On 28 April 2015, Sorrento caught fire whilst on a voyage from Palma de Mallorca to Valencia. The ship was 27 km off Mallorca when a fire was discovered on one of the car decks. An emergency was declared and a number of vessels went to the assistance of Sorrento, including the ferries and . Publia rescued most of the 156 passengers and crew, who had left the ship by lifeboat. Four crew members were injured. They were taken off by helicopter and transferred to hospital in Palma de Mallorca. The Ports de Balears said in a Twitter post that they feared that Sorrento might sink.

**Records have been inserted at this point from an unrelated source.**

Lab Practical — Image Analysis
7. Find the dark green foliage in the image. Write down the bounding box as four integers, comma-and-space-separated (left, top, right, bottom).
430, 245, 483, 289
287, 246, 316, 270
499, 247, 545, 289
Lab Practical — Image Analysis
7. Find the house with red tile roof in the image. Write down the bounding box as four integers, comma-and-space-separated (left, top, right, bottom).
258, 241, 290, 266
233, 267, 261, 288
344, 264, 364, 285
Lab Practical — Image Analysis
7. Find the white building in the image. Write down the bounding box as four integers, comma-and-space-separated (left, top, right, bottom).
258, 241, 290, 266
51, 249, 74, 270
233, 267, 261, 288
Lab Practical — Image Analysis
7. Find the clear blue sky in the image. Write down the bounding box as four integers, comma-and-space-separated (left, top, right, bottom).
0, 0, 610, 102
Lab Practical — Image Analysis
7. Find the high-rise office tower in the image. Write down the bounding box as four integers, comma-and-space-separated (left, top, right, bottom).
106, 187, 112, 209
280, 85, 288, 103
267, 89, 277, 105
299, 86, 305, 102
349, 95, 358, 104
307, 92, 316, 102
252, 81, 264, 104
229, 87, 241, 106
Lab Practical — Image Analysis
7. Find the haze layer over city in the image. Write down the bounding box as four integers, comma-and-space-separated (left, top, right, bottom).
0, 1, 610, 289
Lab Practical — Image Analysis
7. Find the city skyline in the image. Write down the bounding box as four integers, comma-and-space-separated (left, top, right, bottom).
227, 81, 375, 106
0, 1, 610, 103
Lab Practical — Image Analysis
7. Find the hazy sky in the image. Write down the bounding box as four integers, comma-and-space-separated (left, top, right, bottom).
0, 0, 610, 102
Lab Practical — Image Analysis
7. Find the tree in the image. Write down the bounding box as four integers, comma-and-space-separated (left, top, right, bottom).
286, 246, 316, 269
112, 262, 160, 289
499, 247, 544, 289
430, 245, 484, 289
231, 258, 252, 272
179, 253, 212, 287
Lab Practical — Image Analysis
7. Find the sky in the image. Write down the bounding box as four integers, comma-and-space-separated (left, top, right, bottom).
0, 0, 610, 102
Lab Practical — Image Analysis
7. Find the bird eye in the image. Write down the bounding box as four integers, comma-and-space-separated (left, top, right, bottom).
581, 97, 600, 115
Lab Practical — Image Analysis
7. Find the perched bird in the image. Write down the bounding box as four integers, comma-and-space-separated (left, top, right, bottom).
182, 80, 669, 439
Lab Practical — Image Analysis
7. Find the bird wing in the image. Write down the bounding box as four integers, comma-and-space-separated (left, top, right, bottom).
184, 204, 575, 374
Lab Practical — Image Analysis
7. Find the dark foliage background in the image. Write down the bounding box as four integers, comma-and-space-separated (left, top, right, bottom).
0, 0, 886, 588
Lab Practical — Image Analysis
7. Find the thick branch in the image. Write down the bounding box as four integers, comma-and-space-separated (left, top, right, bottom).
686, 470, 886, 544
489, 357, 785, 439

On 29 April 2015, it was announced that efforts would be made to bring the stricken ferry to a harbour in the Balearic Islands. This was welcomed by environmentalists, who criticized a decision two weeks earlier to tow a burning fishing vessel out of port in the Canary Islands. The Oleg Naydenov subsequently foundered and created an oil spill. Sorrento had developed cracks in her hull, and was in danger of sinking some 25 nmi off Majorca. If she were to sink, this would have an adverse effect on the Sa Dragonera natural park. The weather forecast for the days ahead was for increased winds and wave height. The burnt out ferry was subsequently towed to Sagunto, north of Valencia, where it arrived on 6 May.